Così inizia un viaggio che non è solo un attraversare continenti - dall'India caotica e ammaliante, su per le vette remote dell'Himalaya, fino ai tetti del mondo di Dharamsala e all'eterna Varanasi - ma un perdersi per ritrovarsi. Un inseguire indizi che sembrano coincidenze, mercanti di sogni, saggi dal sorriso imperscrutabile, e guide che sanno che la vera meta non è mai alla fine del sentiero, ma nel sentiero stesso.
Ma cosa si cerca, davvero, quando si cerca un monaco che forse non esiste, o che forse è già dentro di noi, come un'eco della risata cosmica? Si cerca di capire se il passato e il futuro sono illusioni, se la morte danza davvero con la vita, e se, alla fine di tutto, l'unica risposta sensata al grande scherzo dell'esistenza sia una profonda, liberatoria risata.

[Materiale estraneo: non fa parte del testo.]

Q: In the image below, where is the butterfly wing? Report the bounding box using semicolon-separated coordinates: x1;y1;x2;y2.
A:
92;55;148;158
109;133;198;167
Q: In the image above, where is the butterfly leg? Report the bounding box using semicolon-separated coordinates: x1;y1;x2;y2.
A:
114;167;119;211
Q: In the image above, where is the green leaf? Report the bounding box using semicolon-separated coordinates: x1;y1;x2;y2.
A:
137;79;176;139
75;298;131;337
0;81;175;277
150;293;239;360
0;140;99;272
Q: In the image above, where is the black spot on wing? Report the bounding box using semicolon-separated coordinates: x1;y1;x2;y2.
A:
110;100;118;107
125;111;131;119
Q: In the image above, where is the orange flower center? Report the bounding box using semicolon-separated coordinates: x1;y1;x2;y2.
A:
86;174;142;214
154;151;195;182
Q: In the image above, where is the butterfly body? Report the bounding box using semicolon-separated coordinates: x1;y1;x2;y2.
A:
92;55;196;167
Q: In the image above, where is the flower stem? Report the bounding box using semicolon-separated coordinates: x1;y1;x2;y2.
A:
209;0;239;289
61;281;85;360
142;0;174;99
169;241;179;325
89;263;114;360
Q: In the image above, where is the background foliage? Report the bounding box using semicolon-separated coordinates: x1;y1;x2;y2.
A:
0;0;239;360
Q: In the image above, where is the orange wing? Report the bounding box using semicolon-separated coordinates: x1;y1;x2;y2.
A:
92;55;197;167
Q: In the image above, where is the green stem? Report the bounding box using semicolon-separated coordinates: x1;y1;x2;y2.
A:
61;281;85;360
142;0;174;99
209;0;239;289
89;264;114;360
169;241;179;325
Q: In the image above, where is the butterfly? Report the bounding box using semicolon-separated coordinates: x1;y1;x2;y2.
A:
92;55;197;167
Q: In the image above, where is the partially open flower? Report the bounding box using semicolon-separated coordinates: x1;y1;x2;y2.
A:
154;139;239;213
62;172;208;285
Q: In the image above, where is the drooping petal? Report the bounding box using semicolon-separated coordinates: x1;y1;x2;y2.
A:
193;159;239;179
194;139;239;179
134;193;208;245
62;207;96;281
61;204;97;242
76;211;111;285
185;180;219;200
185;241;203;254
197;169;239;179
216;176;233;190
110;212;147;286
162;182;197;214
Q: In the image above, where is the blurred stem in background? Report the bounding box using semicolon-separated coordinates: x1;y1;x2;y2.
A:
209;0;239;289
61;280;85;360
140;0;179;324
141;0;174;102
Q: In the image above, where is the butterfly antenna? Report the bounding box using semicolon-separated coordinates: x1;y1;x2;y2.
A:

"Il Monaco che Rideva del Tempo" non è solo il racconto di una ricerca. È l'invito a un pellegrinaggio interiore, dove ogni incontro è uno specchio, ogni perdita un ritrovamento, e ogni passo, anche quello che sembra riportarti indietro, ti avvicina al cuore pulsante del mistero. Un mistero che, forse, non chiede di essere risolto, ma semplicemente accolto. Con un sorriso. E, perché no, con una bella risata. Perché a volte, per capire tutto, bisogna prima accettare di non capire niente. E ridere, ridere di cuore, come se il tempo stesso fosse la più grande delle barzellette.